7.5 No forbearance or delay by either party in enforcing its rights will prejudice the rights of that party. No waiver of any right will be deemed to be a waiver of any other right and no waiver of any breach of any contractual term will be deemed to be a waiver of any other term or any later breach.


7.6 Notices affecting the status of this Membership Agreement must be in writing and sent by recorded delivery to the addresses of the parties set out in this Membership Agreement, as updated from time to time. All other notices may be delivered by e-mail with delivery and read receipts requested.


7.7 It is the intent of the parties that Licensor will receive the membership Fees net of all applicable taxes including, sales, VAT, service or withholding taxes (“Taxes”), all of which shall be paid solely by the Member. If, and to the extent that, any Taxes are levied upon, or found to be applicable to, the whole or any portion of the Membership Fees, the amount of the Membership Fees shall be increased by an amount necessary to compensate for the Taxes (including any amount necessary to “gross up” for Taxes levied on the increase itself).


7.8 Licensor reserves the right to charge Members interest on any overdue payment at the rate of 3% above LIBOR plus a sum equal to all reasonable costs and expenses suffered or incurred by Licensor in connection with the recovery of overdue amounts from the Member. The Licensor shall be entitled to suspend the Member’s access to any or all of the Membership Services including access to the Website, without prior notice, in the event payment of the Membership Fee remains outstanding in full or in part for over 30 days. The Licensor shall not be liable for any direct, indirect or consequential loss of the Member for suspending access to the Membership Services pursuant to this clause 7.8.


7.10 For the purposes of this clause, “Confidential Information” means information disclosed by a party (“Disclosing Party”) to the other (“Receiving Party”) relating to the Disclosing Party’s business, products; affairs; finances; clients; customers; trade secrets; customer lists; billing practices; contractual arrangements; technical data and know-how.

(a) Except in the proper performance of its obligations under this Membership Agreement, the Receiving Party shall not itself (or allow others to) use or disclose Confidential Information to any person.

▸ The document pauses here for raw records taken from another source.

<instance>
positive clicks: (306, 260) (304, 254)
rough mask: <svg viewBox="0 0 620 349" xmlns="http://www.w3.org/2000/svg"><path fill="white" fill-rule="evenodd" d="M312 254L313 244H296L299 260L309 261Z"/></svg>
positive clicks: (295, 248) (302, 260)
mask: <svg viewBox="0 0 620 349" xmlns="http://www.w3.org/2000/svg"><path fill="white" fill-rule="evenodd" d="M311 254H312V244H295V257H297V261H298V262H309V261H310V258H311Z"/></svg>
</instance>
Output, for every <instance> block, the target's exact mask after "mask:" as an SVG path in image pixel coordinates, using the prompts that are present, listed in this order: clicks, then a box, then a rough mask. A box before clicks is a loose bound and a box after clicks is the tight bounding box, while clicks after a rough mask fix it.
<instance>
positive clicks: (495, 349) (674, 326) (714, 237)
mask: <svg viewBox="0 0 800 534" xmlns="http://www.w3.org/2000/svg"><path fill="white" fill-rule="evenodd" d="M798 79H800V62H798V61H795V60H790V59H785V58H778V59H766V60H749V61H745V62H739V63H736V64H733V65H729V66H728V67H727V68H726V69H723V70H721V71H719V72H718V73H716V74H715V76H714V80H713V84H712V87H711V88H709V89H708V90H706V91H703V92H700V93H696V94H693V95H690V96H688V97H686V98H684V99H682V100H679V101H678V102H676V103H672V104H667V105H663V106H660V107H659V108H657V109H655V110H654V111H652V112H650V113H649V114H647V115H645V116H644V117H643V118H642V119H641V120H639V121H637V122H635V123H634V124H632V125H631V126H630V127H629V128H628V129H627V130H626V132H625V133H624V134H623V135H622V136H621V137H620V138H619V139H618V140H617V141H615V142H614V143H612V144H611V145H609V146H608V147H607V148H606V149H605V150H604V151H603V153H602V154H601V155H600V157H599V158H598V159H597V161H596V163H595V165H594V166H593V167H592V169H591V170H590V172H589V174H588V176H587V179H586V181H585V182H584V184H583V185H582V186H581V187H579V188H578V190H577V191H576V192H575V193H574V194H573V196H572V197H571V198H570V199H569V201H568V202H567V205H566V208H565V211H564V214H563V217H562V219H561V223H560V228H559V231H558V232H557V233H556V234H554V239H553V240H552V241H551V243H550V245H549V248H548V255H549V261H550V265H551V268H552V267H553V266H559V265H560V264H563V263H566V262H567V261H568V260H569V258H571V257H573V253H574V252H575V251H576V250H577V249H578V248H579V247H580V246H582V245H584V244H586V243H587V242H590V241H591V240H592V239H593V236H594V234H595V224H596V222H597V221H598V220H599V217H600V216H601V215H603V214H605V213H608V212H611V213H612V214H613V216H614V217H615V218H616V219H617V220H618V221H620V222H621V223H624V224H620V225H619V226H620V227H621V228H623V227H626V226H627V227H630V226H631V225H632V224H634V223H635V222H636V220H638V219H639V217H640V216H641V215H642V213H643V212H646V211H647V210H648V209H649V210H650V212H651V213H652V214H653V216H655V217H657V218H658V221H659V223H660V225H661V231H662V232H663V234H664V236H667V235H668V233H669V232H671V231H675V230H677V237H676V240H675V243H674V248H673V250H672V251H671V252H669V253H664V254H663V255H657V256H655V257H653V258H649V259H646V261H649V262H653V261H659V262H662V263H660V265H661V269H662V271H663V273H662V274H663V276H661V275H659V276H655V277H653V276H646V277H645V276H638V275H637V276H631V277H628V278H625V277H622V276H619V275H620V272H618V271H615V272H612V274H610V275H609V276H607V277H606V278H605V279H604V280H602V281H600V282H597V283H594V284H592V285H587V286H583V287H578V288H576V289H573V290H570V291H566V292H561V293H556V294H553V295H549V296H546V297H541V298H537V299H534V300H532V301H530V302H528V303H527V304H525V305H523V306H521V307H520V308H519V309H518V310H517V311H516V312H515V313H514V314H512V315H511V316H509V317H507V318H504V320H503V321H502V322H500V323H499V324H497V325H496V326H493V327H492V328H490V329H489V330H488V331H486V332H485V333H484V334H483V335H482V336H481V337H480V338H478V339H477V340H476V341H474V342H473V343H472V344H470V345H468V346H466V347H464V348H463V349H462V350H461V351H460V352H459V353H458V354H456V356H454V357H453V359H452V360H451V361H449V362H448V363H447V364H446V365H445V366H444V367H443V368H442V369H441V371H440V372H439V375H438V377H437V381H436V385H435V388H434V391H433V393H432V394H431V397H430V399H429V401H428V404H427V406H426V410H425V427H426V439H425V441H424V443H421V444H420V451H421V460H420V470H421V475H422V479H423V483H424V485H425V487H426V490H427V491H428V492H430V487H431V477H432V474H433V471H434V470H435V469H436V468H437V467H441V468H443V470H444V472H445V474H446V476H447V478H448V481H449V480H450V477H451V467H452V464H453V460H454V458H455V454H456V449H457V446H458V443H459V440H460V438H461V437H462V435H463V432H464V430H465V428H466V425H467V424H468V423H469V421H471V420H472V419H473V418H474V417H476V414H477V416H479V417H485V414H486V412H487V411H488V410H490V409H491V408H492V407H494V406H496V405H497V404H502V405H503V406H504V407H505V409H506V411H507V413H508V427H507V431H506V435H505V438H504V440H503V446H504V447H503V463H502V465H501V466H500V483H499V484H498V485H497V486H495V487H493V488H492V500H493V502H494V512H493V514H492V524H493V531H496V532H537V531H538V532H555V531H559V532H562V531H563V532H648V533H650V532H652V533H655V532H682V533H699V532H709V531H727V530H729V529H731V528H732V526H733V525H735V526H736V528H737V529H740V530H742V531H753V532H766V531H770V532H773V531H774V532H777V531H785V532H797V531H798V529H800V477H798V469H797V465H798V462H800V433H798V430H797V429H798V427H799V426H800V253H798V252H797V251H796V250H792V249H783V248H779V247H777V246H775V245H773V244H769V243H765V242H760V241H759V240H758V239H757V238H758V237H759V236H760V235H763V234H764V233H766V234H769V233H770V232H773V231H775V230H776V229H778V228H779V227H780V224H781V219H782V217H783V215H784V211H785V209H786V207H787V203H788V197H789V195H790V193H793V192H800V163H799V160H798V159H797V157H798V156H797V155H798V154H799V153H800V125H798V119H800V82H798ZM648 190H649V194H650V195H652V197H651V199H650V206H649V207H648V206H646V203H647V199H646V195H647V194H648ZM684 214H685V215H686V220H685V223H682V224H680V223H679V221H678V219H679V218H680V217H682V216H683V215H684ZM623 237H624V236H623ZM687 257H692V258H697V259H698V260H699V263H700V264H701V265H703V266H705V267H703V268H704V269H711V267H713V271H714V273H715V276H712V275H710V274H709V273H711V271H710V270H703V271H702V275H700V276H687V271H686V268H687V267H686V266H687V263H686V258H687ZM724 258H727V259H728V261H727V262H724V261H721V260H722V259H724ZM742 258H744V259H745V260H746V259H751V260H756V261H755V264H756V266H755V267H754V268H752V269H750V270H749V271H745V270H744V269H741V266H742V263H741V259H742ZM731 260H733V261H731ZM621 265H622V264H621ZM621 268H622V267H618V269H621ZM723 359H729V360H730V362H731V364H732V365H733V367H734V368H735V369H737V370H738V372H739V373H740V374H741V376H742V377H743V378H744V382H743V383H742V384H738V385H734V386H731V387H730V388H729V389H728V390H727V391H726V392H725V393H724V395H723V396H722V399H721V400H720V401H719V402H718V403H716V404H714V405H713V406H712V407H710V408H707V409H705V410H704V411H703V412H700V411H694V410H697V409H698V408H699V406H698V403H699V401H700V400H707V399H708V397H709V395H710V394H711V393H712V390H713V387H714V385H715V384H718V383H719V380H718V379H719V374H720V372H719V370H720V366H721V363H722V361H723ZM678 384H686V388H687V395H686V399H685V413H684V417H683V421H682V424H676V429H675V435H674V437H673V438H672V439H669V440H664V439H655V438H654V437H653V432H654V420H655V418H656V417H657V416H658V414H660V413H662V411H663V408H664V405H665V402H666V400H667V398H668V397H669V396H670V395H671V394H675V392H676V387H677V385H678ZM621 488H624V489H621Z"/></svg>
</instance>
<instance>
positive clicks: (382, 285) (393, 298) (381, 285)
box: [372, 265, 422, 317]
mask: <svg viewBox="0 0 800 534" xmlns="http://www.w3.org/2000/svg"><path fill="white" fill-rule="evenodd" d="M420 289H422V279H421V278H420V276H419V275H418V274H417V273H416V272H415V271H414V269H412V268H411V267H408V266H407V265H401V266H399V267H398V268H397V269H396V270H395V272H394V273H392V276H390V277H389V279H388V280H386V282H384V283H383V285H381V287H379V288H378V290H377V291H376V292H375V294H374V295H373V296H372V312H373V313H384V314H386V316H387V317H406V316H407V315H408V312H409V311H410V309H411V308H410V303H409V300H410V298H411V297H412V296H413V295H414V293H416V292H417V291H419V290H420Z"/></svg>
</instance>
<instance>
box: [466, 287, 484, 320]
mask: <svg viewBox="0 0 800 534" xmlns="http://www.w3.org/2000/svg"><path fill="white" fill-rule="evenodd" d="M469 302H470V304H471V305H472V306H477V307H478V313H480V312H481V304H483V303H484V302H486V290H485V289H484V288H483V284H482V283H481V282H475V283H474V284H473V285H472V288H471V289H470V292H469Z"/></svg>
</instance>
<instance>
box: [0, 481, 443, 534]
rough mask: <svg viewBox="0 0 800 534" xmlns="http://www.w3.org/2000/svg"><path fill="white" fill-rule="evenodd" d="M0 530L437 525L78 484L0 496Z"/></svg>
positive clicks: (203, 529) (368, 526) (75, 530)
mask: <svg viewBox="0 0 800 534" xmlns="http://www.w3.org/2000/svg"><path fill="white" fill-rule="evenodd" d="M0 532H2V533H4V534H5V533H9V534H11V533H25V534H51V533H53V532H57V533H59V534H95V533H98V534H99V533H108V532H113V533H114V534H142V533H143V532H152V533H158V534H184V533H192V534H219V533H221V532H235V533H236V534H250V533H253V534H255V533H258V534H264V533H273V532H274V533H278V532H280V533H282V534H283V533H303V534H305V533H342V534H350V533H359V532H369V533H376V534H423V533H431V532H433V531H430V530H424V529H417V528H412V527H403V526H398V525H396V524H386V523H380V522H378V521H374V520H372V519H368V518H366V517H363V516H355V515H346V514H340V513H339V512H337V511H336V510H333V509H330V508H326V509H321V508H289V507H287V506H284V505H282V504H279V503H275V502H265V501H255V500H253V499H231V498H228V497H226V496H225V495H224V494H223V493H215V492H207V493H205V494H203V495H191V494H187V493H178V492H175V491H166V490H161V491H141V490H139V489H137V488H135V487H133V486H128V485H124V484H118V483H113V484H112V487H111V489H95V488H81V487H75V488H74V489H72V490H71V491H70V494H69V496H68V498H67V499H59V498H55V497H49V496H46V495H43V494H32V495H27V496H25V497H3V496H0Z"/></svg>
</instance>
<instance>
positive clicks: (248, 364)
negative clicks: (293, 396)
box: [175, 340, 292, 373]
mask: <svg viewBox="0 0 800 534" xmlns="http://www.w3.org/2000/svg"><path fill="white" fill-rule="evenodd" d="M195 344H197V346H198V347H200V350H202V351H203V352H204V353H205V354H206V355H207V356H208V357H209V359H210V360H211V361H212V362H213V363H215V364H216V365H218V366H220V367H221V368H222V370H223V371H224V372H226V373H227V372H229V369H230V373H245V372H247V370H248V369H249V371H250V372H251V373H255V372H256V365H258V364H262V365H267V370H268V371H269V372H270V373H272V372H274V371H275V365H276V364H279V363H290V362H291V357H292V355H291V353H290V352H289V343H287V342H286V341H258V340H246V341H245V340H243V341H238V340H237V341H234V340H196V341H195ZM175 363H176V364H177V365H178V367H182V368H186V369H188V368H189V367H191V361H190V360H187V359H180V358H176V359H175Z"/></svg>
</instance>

(b) This clause does not apply to: information already lawfully in the public domain; information already in the lawful possession of the Receiving Party before its receipt from the Disclosing Party; information obtained from a third party who is free to disclose the same; disclosure of information which is required by law or other competent authorities; and information which can be shown to the reasonable satisfaction of the Disclosing Party to have been developed or created by the Receiving Party independently of the Confidential Information.